LOVE IN THE TIME OF CORONA~part 1.

Right now, Monday, there’s either nothing much on my mind or there’s too much, and I can’t sort through it. I’m not sure which it is. I don’t think it matters it ends up the same; a little stuck. I just read through a novel I had started several months ago. Just a short while before Janis was placed. It was a developed idea that I had carried around in my head for years, I just couldn’t get it started. Well, apparently I did, and forgot about it. I just plugged in my flash-drive, and found it along with a poem I had written for Janis. The novel is the story of a young girl, her step-brother, and two of their childhood friends. It was intended to shift into three parts and tell the long story of what happens to them in this small coastal town of Maine, when a young boy appears for a summer. This boy falls in love with the protagonist, Esme, (she carries the title of the book). They grow up with this boy Ben, appearing every summer to stay with his wealthy grandmother, who owns a large house on a hill overlooking the town. Her family owns most businesses, and large plots of real estate in the small fishing village of Harbor Neck, Maine. I looked closely at what I had written (nearly 12,000 words and 20 pgs.), and I like it. Now what? I have a broad outline in my head that breaks the book into three parts to see what becomes of these five kids as they become adults, in book three. A funny thing, as soon as I read parts of the manuscript the entire project reappeared in my head. Not fully developed but in good shape for writing.

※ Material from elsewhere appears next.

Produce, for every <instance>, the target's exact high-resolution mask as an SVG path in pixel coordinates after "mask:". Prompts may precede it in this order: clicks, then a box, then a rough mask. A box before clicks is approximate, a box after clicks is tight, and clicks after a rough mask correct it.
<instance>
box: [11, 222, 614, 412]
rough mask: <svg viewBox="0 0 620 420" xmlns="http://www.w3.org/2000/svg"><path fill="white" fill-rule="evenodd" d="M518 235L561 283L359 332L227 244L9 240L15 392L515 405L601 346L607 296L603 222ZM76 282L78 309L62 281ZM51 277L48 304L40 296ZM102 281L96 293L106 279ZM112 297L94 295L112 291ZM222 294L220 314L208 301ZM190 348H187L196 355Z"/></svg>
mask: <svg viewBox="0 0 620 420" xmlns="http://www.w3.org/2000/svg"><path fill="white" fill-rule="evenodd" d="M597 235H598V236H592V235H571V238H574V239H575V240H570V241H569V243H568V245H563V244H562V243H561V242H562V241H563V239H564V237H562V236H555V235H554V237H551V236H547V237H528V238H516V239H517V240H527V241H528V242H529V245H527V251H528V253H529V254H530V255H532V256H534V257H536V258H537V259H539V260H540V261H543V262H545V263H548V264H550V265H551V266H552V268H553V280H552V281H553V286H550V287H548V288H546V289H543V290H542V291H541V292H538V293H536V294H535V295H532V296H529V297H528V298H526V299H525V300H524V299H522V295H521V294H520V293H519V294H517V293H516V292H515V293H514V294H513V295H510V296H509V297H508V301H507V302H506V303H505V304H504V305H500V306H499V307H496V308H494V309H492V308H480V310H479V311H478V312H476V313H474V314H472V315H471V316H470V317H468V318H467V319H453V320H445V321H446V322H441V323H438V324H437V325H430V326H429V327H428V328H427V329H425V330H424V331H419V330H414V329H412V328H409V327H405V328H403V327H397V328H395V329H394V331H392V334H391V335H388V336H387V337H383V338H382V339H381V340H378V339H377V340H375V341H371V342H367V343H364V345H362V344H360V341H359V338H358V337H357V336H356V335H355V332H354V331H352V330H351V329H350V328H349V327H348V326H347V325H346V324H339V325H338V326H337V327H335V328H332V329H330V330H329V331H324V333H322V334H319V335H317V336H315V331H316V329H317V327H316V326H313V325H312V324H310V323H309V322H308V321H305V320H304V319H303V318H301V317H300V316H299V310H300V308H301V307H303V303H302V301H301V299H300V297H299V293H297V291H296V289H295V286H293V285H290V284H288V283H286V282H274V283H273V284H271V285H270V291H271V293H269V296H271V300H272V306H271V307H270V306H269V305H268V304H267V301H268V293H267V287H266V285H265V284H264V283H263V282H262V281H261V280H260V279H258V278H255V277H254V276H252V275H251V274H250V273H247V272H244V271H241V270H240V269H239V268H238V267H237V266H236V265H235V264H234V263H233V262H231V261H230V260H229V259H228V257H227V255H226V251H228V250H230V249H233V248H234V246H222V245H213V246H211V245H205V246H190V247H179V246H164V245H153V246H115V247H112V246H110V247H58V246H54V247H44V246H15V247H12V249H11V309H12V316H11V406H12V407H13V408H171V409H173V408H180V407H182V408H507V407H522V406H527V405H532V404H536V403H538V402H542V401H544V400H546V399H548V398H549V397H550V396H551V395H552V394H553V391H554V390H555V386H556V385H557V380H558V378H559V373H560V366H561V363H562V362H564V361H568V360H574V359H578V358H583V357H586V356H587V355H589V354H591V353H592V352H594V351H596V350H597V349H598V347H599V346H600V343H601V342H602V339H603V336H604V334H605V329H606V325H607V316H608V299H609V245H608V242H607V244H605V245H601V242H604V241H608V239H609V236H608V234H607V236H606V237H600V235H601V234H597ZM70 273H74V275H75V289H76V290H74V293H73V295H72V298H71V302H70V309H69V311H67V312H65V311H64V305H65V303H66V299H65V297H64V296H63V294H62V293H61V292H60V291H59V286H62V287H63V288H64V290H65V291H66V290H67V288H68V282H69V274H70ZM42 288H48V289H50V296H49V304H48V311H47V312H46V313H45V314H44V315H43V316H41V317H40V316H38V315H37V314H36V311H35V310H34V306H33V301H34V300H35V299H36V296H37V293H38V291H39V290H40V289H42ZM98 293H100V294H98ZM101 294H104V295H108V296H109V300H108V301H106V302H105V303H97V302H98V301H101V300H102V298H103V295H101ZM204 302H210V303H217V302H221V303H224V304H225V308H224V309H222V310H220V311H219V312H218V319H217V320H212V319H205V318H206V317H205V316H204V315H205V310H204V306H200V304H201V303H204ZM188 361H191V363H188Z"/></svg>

With time on my hands being quarantined for Corona Virus (hopefully there is going to be a posterity who will be around to remember this nightmare virus, that has landed all of us across this country, inside snuggling or squirming in our homes), I find I have time to write. Yet I have so many ideas I get excited and stuck. What next? I have to publish Entangled and draft a new and improved copy of A Certain Fall. And, yesterday evening, I had dozed on the sofa cramming Cheese-Its (gotta watch those carbs during Corona); I had one of those disturbing visits from Janis; who walked into the room just as I was waking. It startled me. So today when I opened this book on my flash-drive I saw that the dedication was a book for Janis. (Who else?)

When we used to take our day trip to Camden, we talked about this story and it took root in my head somewhere and I must say, I found that brief moment’s visit from her to be a little tug to get me to select that particular flash-drive (I have several), and open to that well developed beginning to the story. This is the character development part that often is the impetus, for me at least, (I don’t do much outlining, I like to watch the characters develop my story for me), to move the book to another level. So I guess I’m going to get up earlier each morning, and get my morning ablutions over with, take a walk, eat breakfast and sit my ass down to business. 1st –Entangled, 2nd -New Edition of A Certain Fall, 3rd -(and here is the sticking point) I have another project for a large story based loosely on some experiences in my military adventures (?) while working in MI in Frankfurt, Germany during the mid-late 60’s. Title: The Need to Know. But, Esme is a beguiling novel, with characters that are interesting, it makes me want to see them grow, and inhabit this book, this place in time. The kind of novel I love getting myself immersed inside of. And, it was a project that Janis really liked and maybe, just perhaps, visited me to remind me. What the hell…it sure feels like that.

I guess this is a good thing for me to have writing available to me. I am still learning the craft (it really is a craft, putting it all together), and enjoy it so much that I feel guilty. Ooops. I’m not supposed to reveal that. But, it’s the truth. Writing and crafting a novel is exciting and challenging. But when I let myself think of Janis and her situation, I start to feel just a little pull to be with her. Of course, during this time, I’m not allowed. So in a bizarre twist, I find myself with the time to write, and I want it to be for Janis. It makes me feel closer to her. She was my best cheerleader. My muse. So, Esme? or the other?

This morning, Tuesday, I had facetime with Janis. The Activities Director at her Unit offered this as an alternative to our shutdown on visits. It was comforting to see her react to me. Smiles, and really glued to the screen observing me talking to her. Of course, she can’t speak so it’s all one way. The whole thing took only 10 minutes or so. But, we’re going to do this twice a week or more. This was another very thoughtful and compassionate provision this Unit has shown us throughout her stay. The Director of Activities, Shelly, took this on herself so that her staff could continue their work with the residents. She told me that I could call her anytime, and if she was able she would do more facetime with Janis. Janis looked good. It was emotional and exciting, but left me wanting to be with her. Hopefully, this Corona will move on, and we can be together again.

(Oh, and that poem for Janis, c. 2010? Not too bad. Needs a little work, but pretty good. She inspires me still, today.)